How To Troubleshoot When System gets Into GRUB Rescue Shell
System Environment
This system is installed (RHEL 7.5) with one drive “/dev/sda”. The boot file system is on standard partition “/dev/sda1” & root file system on a lvm “/dev/mapper/rhel-root” for which “/dev/sda2” is the backend physical volume as shown:
Replicate issue
So, this is a working setup and to replicate the issue what I did was that I mirrored data from “/dev/sda1” into “/dev/sdb1” and respective changes done in “grub.cfg”, “device.map” file and then did a reboot. Everything worked as expected, “/boot” is on “/dev/sdb1” now. Later, I destroyed the meta data held on “/dev/sda1” by running “pvcreate /dev/sda1”, then rebooted the system and it drops into grub rescue shell as shown:
Let’s fix it
Usually a system drops into ‘grub rescue shell’ when it doesn’t find required grub configuration files after MBR, or if the block device holding grub files formatted by mistake or if the files associated with secondary stage boot loader got corrupted. So, the system has successfully passed first stage and MBR is intact, however, secondary stage boot loader is missing or corrupted. The “grub rescue” shell is a minimal interface with limited commands that would work. Commands such as “cat”, “find” and other commands which normally work in a grub shell would not work here. So, how to fix this?
Step 1
In the ‘grub rescue shell’, locate the primary boot device using “set” command and if this is not correct then fix it. In our case, when I ran “set” it was pointing to “hd0,msdos1” which is the first partition on the first hard drive which is not the boot device. Find out the available block devices and partitions using “ls” command as shown: As you could notice, there is another block device available which is “hd1” with one partition on it which is the correct boot device.
Step 2
At this stage, we’d need to set the root device (root device means boot device here) and prefix as well. So, run the command “prefix=(hd1,msdos1)/grub2” and “root=hd1,msdos1” as shown. Once this is done, run “ls $prefix” and the output should actually show the files under grub2 directory of the underlying block device “/dev/sdb1”:
also, run the command “set” to see if correct boot device is set and prefixed.
Step 3
We’d need to load “normal” and “linux” modules to make sure that GRUB loads properly. This is done by running the command (refer the below screenshot):
grub rescue> insmod normal
grub rescue> insmod linux
These modules would help us to read configuration files, understand kernel and initramfs files so that we could bring up the system. Once the above modules are loaded type “normal” and hit Enter key which would spin out a new grub shell where we could execute larger range of commands to boot the system.
Step 4
At this stage, we could select required kernel and hit enter key. Check if this helps to bring up the system. If this fails then we’d need to hit “c” to get into grub prompt from where we could manually load required kernel and initramfs images and boot the system.

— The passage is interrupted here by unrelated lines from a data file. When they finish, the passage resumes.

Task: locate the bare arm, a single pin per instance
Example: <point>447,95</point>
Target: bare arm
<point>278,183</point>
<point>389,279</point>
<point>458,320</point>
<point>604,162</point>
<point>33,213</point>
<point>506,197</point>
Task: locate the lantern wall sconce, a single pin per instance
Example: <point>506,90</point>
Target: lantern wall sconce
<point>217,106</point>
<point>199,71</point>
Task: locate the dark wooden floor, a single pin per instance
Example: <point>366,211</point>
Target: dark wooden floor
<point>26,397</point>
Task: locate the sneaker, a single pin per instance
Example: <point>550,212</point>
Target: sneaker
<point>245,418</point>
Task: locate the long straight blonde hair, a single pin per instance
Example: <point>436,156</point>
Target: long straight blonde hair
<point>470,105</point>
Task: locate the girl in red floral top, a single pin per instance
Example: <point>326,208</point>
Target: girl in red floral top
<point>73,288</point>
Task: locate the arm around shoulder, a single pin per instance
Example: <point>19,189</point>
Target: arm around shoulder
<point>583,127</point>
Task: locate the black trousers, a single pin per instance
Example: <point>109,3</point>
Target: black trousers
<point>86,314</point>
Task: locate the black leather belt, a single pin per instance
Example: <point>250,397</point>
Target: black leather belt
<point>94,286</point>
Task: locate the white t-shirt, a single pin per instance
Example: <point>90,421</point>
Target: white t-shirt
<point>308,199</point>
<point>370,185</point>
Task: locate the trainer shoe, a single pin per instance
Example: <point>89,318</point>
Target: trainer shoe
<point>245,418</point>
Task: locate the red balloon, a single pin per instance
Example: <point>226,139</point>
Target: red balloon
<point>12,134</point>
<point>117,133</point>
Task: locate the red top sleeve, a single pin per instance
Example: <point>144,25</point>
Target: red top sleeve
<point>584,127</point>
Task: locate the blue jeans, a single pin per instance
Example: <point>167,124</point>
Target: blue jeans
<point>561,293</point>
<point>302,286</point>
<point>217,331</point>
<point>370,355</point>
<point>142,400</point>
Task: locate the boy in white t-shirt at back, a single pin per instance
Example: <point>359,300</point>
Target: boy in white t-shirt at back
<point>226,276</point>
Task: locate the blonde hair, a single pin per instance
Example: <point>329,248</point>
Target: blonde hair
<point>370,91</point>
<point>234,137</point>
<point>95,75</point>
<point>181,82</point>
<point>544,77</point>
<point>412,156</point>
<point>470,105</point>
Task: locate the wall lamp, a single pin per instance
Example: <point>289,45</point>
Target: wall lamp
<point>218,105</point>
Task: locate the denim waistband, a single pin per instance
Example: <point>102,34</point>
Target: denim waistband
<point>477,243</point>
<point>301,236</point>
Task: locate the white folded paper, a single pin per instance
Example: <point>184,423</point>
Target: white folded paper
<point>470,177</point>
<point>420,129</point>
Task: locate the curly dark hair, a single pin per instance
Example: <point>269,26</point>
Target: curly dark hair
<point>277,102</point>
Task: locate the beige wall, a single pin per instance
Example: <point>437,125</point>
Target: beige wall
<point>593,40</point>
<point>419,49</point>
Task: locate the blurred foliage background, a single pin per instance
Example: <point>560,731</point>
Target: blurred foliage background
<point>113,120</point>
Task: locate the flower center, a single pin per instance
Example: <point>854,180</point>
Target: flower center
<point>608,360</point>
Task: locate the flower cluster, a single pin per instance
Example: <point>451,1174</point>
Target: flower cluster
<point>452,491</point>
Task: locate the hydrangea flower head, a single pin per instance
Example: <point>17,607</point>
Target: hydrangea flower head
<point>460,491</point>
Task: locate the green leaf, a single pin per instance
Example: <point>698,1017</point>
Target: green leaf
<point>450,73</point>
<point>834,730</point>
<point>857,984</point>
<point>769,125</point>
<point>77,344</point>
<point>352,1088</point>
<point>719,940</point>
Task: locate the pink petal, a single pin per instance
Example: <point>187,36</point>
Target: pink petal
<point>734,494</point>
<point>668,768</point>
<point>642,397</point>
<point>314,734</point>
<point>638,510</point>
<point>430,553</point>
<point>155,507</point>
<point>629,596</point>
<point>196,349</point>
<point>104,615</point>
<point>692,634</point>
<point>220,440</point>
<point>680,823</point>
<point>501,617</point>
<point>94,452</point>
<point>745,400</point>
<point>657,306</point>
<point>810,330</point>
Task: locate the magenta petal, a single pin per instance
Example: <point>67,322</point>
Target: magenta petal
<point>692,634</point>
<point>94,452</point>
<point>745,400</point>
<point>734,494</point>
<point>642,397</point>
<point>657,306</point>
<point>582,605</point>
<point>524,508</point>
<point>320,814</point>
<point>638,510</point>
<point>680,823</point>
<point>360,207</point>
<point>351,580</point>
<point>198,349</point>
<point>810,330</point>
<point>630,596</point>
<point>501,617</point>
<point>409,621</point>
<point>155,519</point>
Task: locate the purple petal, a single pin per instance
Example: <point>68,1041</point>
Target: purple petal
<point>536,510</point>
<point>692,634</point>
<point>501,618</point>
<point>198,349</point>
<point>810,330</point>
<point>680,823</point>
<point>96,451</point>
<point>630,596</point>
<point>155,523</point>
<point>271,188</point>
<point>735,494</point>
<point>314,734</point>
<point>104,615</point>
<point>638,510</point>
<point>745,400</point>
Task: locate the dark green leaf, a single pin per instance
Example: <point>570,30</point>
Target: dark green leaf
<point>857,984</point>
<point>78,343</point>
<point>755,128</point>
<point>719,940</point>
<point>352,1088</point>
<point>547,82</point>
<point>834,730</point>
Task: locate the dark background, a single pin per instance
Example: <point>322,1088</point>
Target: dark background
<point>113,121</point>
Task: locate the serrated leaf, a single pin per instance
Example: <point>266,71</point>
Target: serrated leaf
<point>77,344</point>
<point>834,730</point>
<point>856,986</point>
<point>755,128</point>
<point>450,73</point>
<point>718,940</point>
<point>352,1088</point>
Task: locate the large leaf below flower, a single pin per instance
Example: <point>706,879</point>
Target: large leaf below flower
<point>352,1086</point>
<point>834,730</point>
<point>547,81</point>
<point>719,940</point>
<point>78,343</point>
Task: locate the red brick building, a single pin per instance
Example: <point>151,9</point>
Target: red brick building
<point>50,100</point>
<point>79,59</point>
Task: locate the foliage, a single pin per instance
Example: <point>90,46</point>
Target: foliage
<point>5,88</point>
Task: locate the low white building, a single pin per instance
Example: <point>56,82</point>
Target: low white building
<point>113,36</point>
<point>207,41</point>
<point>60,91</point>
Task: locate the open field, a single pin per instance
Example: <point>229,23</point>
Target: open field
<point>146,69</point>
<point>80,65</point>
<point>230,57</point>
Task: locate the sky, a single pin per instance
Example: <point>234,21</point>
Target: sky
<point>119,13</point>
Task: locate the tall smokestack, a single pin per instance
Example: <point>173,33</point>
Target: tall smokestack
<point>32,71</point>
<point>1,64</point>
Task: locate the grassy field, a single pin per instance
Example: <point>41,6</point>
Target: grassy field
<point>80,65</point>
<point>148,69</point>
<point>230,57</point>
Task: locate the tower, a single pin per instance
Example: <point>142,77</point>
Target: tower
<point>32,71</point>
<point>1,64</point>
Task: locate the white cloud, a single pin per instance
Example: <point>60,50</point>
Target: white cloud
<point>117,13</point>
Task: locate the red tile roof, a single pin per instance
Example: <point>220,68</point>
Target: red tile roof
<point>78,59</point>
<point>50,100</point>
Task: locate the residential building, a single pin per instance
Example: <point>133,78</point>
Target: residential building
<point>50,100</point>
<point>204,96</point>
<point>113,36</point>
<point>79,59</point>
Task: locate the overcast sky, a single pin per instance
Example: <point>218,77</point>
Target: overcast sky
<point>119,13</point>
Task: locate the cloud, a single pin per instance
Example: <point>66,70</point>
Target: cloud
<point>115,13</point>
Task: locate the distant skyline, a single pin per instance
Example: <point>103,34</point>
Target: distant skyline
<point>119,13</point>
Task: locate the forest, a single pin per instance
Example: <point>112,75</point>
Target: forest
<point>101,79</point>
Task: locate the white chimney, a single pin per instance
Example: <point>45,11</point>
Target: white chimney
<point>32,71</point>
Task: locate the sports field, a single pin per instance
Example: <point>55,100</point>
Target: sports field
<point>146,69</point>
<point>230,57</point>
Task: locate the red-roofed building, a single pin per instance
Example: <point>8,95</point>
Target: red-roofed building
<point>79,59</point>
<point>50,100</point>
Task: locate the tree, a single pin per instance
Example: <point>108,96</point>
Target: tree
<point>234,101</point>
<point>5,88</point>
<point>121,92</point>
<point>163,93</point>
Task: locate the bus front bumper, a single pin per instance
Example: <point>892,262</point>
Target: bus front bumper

Once the “grub>” prompt is up, list out active partitions and block devices using “ls” command. We could also find out which is a boot device by using “ls” or “cat” command as shown:
Step 5
Let’s load the kernel using “linux16” command. Before that we’d need to identify available kernels and this could be achieved while running “linux16” command as it would back-fills available parameters automatically. Otherwise, we could type “ls (hd1,msdos1)/vmlinuz” and hit tab key to find out matching options. Then run the “linux16” command with correct kernel and root device system as shown below to load it. In my case, I’ve typed below command and hit enter (after typing ‘vmlinuz’, pressing ‘tab’ key would auto-populate options):
grub> linux16 (hd1,msdos1)/vmlinuz-3.10.0-862.el7.x86_64 ro root=/dev/mapper/rhel-root
Step 6
Next step is to load ‘initramfs’ image file at the grub shell prompt. We’d could do this by running “initrd16 (hd1,msdos1)/initramfs” and hit tab key to see a list of available initramfs image files. Then enter the correct “initramfs” image file or we could get it auto loaded as shown below:
In my case, I’ve typed below command and hit enter (after typing ‘initramfs’, pressing ‘tab’ key would auto-populate options):
grub> initrd16 (hd1,msdos1)/initramfs-3.10.0-862.el7.x86_64.img
Step 7
We are almost done in bring up the system. So, finally, we’ve to run the command “boot” and hit enter at the grub shell so that system would boot up properly.
That’s it. The system is up now. Finally, need to run “grub2-install /dev/sdb” which could install grub on the boot device so that next time when system reboots it would come up without any issues (as per the boot device that is set). NOTE: In case of earlier RHEL version such as RHEL6.x, we could run “grub-install” to get the same job done.